I developed an expert system-neural network hybrid in the early 1980s, Jonathan's Wave, and used it successfully in the futures markets for a number of years. I moved on to exploring a cellular automata-based model, the Trend Machine (more on this in the next section).
There is intense disagreement on this subject, but I have concluded AI methods are still primarily linear -- no different in underlying structure than a moving average or relative strength indicator. Past market prices and data are manipulated to make forecasts, and curve-fitting remains the theoretical name of the game. The learning of an expert system is simply complex curve-fitting. You cannot teach an old dog new tricks, and if the system is inherently unsound, it will never learn enough to be successful.
The search for a Holy Grail of trading -- a method that will consistently beat the market -- has been afoot from the inception of the markets themselves. In the mid-1900s, many traders published (usually privately) small volumes with techniques to beat the markets. They typically looked good on paper -- but failed when applied to real-time trading. Most were tested on simplistic market environments (trading markets, trending markets) and failed when the real-time market morphed into a different environment.
I am reminded of the secret system used by a trader I met in Hawaii in the 1980s. He believed that the random spray of ink spots from the dot-matrix news printer was actually hidden buy and sell signals from the floor traders. I do not know if he closed his account when the broker went to a laser printer.
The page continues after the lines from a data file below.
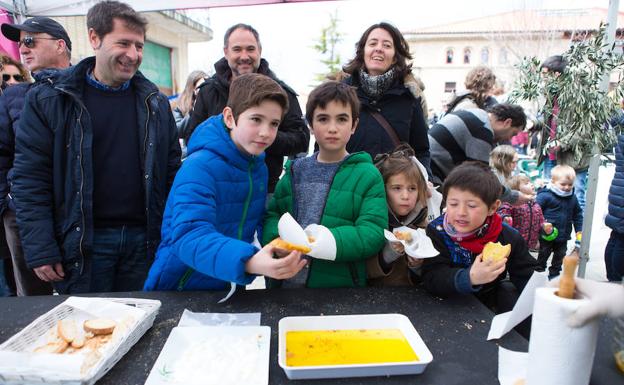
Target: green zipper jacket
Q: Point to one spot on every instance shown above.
(355, 212)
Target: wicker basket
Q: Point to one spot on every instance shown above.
(23, 340)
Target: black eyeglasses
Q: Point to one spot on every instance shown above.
(17, 78)
(29, 41)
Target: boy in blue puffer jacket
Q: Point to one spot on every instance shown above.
(217, 200)
(562, 209)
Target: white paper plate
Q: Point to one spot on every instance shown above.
(347, 322)
(206, 355)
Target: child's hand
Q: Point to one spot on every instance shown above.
(485, 272)
(263, 263)
(397, 247)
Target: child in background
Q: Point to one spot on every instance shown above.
(526, 218)
(406, 191)
(472, 192)
(341, 191)
(217, 199)
(562, 209)
(503, 161)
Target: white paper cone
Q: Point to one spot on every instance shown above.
(559, 354)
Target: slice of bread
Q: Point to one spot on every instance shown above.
(282, 244)
(99, 326)
(67, 330)
(495, 252)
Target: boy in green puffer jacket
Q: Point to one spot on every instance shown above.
(341, 191)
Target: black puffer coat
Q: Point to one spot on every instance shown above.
(53, 167)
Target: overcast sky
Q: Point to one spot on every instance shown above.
(288, 31)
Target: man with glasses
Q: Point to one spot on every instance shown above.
(242, 54)
(45, 48)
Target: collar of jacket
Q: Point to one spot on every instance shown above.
(416, 216)
(212, 135)
(73, 79)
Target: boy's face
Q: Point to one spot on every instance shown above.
(564, 183)
(465, 211)
(256, 127)
(402, 194)
(332, 127)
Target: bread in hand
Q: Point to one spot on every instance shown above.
(404, 236)
(495, 252)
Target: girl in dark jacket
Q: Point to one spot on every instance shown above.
(390, 111)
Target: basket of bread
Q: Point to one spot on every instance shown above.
(76, 342)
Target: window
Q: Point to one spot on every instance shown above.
(502, 56)
(485, 55)
(449, 56)
(467, 53)
(450, 86)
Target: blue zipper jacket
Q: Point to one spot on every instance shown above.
(53, 168)
(215, 206)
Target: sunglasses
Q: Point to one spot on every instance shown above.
(29, 41)
(17, 78)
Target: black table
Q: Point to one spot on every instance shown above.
(455, 330)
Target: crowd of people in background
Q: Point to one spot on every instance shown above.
(95, 197)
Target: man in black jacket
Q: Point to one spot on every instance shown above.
(45, 48)
(96, 152)
(242, 50)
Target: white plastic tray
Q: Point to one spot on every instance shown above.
(225, 355)
(346, 322)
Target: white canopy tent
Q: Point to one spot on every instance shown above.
(27, 8)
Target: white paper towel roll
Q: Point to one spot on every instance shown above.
(559, 354)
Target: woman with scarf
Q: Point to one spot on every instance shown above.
(472, 192)
(391, 111)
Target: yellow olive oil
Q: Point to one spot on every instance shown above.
(347, 347)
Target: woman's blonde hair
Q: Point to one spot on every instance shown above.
(400, 161)
(501, 159)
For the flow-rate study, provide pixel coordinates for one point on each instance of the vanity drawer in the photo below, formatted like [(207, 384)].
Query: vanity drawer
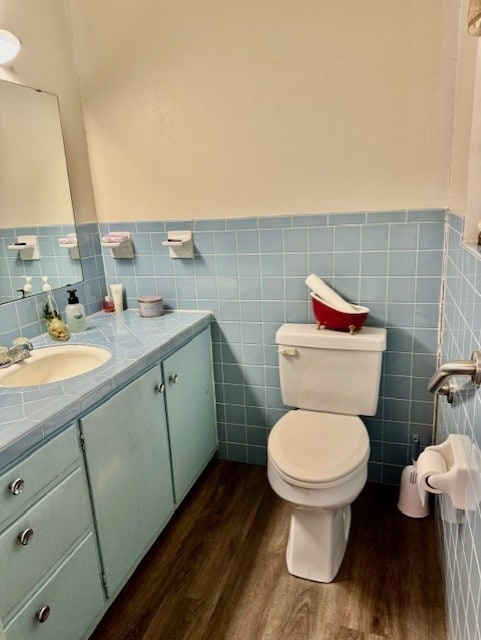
[(73, 595), (57, 521), (30, 477)]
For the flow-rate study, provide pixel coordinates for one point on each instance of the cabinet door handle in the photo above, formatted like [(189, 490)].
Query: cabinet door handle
[(42, 614), (25, 536), (16, 487)]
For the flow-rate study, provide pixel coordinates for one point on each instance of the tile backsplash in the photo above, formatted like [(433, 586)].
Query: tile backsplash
[(24, 317), (250, 272)]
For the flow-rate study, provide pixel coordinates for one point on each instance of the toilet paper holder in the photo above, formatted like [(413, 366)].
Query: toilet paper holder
[(444, 468), (440, 382)]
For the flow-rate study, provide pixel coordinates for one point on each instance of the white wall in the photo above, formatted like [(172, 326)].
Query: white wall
[(223, 108), (46, 62), (466, 165)]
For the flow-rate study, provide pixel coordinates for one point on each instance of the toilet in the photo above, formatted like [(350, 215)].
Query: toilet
[(317, 453)]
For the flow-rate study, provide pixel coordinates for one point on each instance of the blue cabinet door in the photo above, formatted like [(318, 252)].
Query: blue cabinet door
[(127, 455), (191, 413)]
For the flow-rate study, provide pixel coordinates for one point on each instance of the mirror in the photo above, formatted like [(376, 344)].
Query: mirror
[(37, 226)]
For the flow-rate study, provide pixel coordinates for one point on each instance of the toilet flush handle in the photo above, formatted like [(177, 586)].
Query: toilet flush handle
[(287, 351)]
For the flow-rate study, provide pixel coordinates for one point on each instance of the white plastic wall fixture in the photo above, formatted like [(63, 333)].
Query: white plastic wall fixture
[(180, 243), (461, 478), (27, 247), (120, 243)]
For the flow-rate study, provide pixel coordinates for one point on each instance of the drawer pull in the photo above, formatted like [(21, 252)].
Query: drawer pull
[(25, 536), (16, 487), (42, 614)]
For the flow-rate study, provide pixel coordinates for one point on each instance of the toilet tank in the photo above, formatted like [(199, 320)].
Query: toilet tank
[(323, 370)]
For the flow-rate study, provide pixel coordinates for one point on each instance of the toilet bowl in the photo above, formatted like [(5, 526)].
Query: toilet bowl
[(317, 462), (317, 454)]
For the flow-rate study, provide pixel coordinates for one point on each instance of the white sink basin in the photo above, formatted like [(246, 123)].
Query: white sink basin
[(52, 364)]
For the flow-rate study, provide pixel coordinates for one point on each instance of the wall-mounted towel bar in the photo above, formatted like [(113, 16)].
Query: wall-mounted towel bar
[(440, 383)]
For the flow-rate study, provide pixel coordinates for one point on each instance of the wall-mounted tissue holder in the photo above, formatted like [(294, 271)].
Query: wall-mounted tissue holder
[(441, 382), (120, 242), (445, 468), (27, 247), (180, 243), (70, 242)]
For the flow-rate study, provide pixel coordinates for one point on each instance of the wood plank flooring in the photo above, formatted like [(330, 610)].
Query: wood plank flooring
[(218, 572)]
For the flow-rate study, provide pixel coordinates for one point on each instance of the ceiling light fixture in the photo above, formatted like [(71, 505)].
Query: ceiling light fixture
[(10, 45)]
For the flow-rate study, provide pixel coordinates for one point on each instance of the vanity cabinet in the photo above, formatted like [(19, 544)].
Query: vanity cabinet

The advent of computer analysis in the 1970s and automated trading in the 1990s encouraged traders to use this new tool to find the trading method over the rainbow. Much of the effort has been directed to using vast batteries of conventional techniques with deep mathematical and statistical twists. It is clear, after 30 years of effort: No linear method is going to beat the market, at least not consistently in all markets. As my late programmer, Jim Bickford, would say, "You can torture the numbers, but you can't make them speak."